Alle 14 a Casteldebole è stato presentato, introdotto dal Ds Marco Di Vaio, il portoghese Joao Mario, terzino arrivato al termine della sessione di mercato di gennaio e già impiegato in campo, anche nella gara di ieri sera.
L’introduzione di Di Vaio
«State già vedendo che tipo di giocatore è. Sta dando alternative al mister. Si sta adattando al nostro calcio con grande volontà e sta dimostrando di volersi mettere in gioco ogni giorno e di questo siamo molto contenti».
Le parole di Joao Mario
«Ho ricevuto un’accoglienza calorosa fin dal primo giorno nel gruppo, un gruppo molto unito. So che non sono arrivato nel migliore dei momenti ma la squadra era concentrata, sapevo che ne saremmo usciti. Mi sto adattando a quello che mi chiede il mister e sono molto contento di come è cominciata questa avventura. Ho avuto modo anche di vedere Bologna, è una bella città, simpatica con un ottimo cibo».
Dall’esperienza al Porto alla scelta di venire in Italia:
«Sono stato tanti anni al Porto. Lì sono cresciuto e sono diventato il calciatore che sono. Lì ho vinto tanto e avevo bisogno di una nuova sfida per mettermi alla prova ed uscire dalla mia zona di comfort. Prima alla Juventus dove non ho trovato molti spazi e poi qui».
Sulle sue prospettive di prestito secco:
«Qui avrò più opportunità di giocare e migliorarmi. Per ora sono concentrato su questa esperienza poi si vedrà».
Puoi giocare anche sulla corsia di sinistra, vista l’emergenza del momento?
«Sono un terzino destro ma penso di poter giocare anche a sinistra. Se ci sarà bisogno e il mister me lo chiederà mi metterò a sinistra e darò il massimo, il ruolo è lo stesso».
Sulle differenze tra campionato portoghese e quello italiano
«Questo è un campionato più fisico e tattico con un competitività maggiore. Sono qui per affrontare nuove sfide e con tante ambizioni.
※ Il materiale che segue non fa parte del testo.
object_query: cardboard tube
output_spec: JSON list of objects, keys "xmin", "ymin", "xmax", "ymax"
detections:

Il mio gioco è più offensivo ma so che ci vuole anche la parte difensiva e ci lavoro ogni giorno».
Perché il numero 17?
«E’ un numero che mi è sempre piaciuto fin da piccolo. Qui era libero così l’ho scelto».
A chi ti ispiravi da piccolo?
«Ovviamente Cristiano Ronaldo per tutto quello che è e la sua professionalità. E’ un idolo e un punto di riferimento per tutti i portoghesi e non solo».
Sulla vittoria di ieri:
Quella di ieri è una vittoria molto importante, tornare al successo in casa ci dà fiducia. Avevamo voglia di portare gioia ai nostri tifosi. Ora testa all’Europa League, vogliamo superare il turno».
La rincorsa all’Europa è possibile?
«Sappiamo che è difficile, i punti di distacco non sono pochi e le gare non molte. Il nostro obiettivo è quello di fare il meglio partita dopo partita per arrivare più in alto possibile».